Thousands of people seeking asylum live in deep poverty in our communities
Rebecca Eckard
May 2023
Up to 15,000 people seeking asylum living in desperate conditions – chronic food shortages, destitution, dire health issues – need immediate support in order to survive in Australia. An urgent overhaul to the Australian Government’s approach to people seeking our protection is required to prevent further homelessness, malnutrition, and isolation.
There are over 70,000 people who have sought refugee protection in Australia and are waiting for a decision. Australia’s messy visa system means that people will wait between two and 12 years for a decision. There are 27,000 people still awaiting their first decision on their onshore protection visa application, and an additional 1,000 people who arrived in 2012 or 2013 by sea still waiting on a first decision under the temporary protection arrangements set up in 2014. There are also 39,000 people who are waiting in the backlog for a review of an initial negative decision and more than 8,000 people who are waiting on a decision from the courts.

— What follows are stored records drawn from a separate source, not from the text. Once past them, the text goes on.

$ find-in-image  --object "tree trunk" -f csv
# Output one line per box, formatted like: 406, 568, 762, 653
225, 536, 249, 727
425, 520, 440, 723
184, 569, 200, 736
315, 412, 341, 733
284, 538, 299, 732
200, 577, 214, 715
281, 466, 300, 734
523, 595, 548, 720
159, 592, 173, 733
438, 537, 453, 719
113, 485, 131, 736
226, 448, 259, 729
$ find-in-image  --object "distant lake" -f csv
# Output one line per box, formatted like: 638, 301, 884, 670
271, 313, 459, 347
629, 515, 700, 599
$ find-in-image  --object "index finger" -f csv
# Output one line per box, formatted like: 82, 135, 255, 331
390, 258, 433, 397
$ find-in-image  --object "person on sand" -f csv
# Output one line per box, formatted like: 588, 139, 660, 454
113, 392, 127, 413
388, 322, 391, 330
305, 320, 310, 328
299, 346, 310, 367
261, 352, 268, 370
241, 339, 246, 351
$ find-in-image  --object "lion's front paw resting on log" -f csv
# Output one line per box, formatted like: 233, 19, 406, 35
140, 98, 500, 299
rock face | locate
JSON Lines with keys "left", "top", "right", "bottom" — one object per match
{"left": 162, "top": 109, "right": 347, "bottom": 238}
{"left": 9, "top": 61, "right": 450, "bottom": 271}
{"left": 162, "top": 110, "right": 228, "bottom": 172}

The vast majority of people who have sought protection want to and can support themselves if they have the right to work. As the Australian Government unravels the ideas to address the backlog of protection applications, people who have been waiting years for a decision have become vulnerable while living here. This includes children, the elderly, and people with injuries and disabilities. We estimate there are 15,000 people living in our communities in Australia – from Cannington to Campsie, Reservoir to Rockhampton – who are struggling to survive because they do not have access to a basic safety net.
Without a safety net, thousands of people who are living with trauma from persecution in their home countries are struggling to survive, reliant on under-resourced charities. Many of these people have been subject to immigration detention, unsure if or when they would be released. Many have faced the torture and abuse of offshore processing and an uncertain future. Many have caring responsibilities, have escaped domestic violence, or have health needs that require treatment so that they can support themselves again.
The Federal program to support people seeking asylum during their protection application process, the Status Resolution Support Service (SRSS), offers minimal but vital assistance of just $45 a day. The program provides a basic living allowance that is capped at 89% of the JobSeeker allowance.
The narrow eligibility criteria mean very few people qualify for financial assistance and other support. Over the past several years, SRSS has been cut by 95% or over $285 million. The cuts began in 2017, with the then Coalition Government radically shifting from a program providing casework and financial support to one with restrictive eligibility geared toward compliance. The SRSS Program went from a budget of $300 million in 2015-16 to just $15 million now, and the number of people assisted has dropped from more than 29,000 in 2015 to just 1,600 now. Of these, only 1,200 people receive direct financial assistance.
SRSS is the latest iteration of a program first developed under the Howard Coalition Government in 2006. The Howard Government first introduced its support program because the destitution among people seeking asylum left many people so locked in a battle for day-to-day survival that they could not engage effectively to apply for a visa or to leave the country. Today, with much of the safety net removed, we are seeing the same issue again: few people transitioning smoothly after a visa grant or voluntarily departing when their visa applications are rejected and finalised. The SRSS Program is not achieving its intended goal to help people “resolve their immigration status”.
We know from the frontline charities helping people that the situation is dire. More people are living without incomes, moving from couch to couch or sleeping on the streets. Charities have disclosed that they are seeing children whose families have no means to buy food, and doctors are now treating these children for malnutrition and associated developmental delays. They do not know if or when relief will come.
This is a system designed to break people, and it is working.
Members of the Labor Government previously publicly condemned the cuts to support when they first began, and Labor’s National Platform commits a Labor government to means-tested access to social services for people seeking protection. We urgently need the Australian Government to update the guidelines for the SRSS Program to focus on the needs and vulnerabilities of people seeking safety rather than focusing on how someone arrived or where they are in the application process. Changing the eligibility and access to the program would mean that people can pay their rent, source enough food for their families, and be in a better state of mind to make decisions about their lives. These changes do not require new laws; it just requires empathy, political will and adjustments to existing guidelines.
Without urgent intervention, we will see more people – our neighbours, our friends – homeless, hungry, and desperate. It is time for the Albanese Government to act.
Rebecca Eckard is the Director of Policy and Research at the Refugee Council of Australia, the national peak body for people from refugee, humanitarian, and asylum-seeking backgrounds, and the organisations and individuals who support them.